The transition from “experimenting” with AI to “scaling” is no longer a futuristic concept – it is happening now.
VinUniversity’s College of Business & Management recently hosted the launch of the “State of AI in Vietnam 2025-26” report. Based on insights from over 100 industry professionals and 10 real-world case studies, supported by Techcombank Research Grant, this first-of-its-kind industry report provides a grounded look at how Vietnamese organizations are navigating the AI era.

Why strategic interest alone is not enough to scale AI
According to VinUni‘s Assistant Professor Dr. Abhishek Nayak, the report’s author, the data tells a story of rapid adoption but significant bottlenecks:
- 77% of Vietnamese businesses are already applying AI in specific functions.
- 56% of organizations plan to increase their AI spending in the coming year.
- 43% of leaders are now directly setting AI priorities and KPIs, signaling that AI is no longer just a “tech project” but a core business strategy.

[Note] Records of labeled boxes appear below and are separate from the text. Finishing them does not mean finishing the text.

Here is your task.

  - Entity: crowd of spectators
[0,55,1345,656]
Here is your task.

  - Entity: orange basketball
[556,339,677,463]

Dr. Abhishek Nayak – Report Author | Assistant Professor, College of Business & Management, VinUniversity
However, the job of scaling AI faces a major hurdle: the talent and skills gap. While interest is at an all-time high, many organizations lack the technical and practical expertise to move beyond small-scale pilots to full-scale implementation.
Beyond the Tech: A Human-Centered Approach
The launch event featured perspectives from leaders in various fields:
- Mr. Santhosh Mahendiran – Chief Data Analytics Officer, Techcombank
- Dr. Tran Quang Hung, Chairman, Hanoi Innovation Hub Joint Stock Company
- Mr. Ngo Quoc Hung – CEO, VinRobotics
- Mr. Rakesh Dayal – Managing Director, Ipsos Vietnam
- Dr. Abhishek Nayak – Report Author | Assistant Professor, College of Business & Management, VinUniversity
- Prof. Anant Mishra – Director of Research, College of Business & Management, VinUniversity
A major takeaway was that successful AI isn’t just about the technology itself, but about putting people first to ensure every innovation is fair and trustworthy.
Mr. Santhosh Mahendiran, Chief Data Analytics Officer at Techcombank, offered a vital reminder for the future of work:
“Education must be re-taught. We must prioritize critical thinking and judgment over memorization. As we enter the AI workforce era, our priority must be to ask: how do we take everyone along through reskilling and upskilling?”

Mr. Santhosh Mahendiran – Chief Data Analytics Officer, Techcombank
He emphasized that for AI to be sustainable in business, it must be built on a foundation of fairness, ethics, accountability, and transparency.
The VinUni Direction: Building the “AI-Empowered Expert”
VinUniversity is actively aligning its strategic direction with the needs of this new era. As Provost Tan Yap Peng recently noted, the traditional university monopoly on knowledge is over. In an era where expert-level information is available at a click, the value of an institution lies in its learning velocity.

To bridge the gap identified in the report, VinUni’s strategic direction focuses on three pillars:
- Human Frontiers: Prioritizing judgment, ethical reasoning, and creativity – skills machines cannot replicate.
- Research Excellence: Moving from a teaching-focused model to a research-intensive one that solves real-world AI challenges.
- Institutional Agility: Integrating AI across all operations, from the classroom to administration, to ensure our students and faculty are “AI-empowered experts” rather than just “AI users.”
The “State of AI in Vietnam” report is more than a collection of data; it is a roadmap. For Vietnam to lead, we must move faster, build bolder, and, most importantly, ensure that our people are equipped to lead alongside the machines.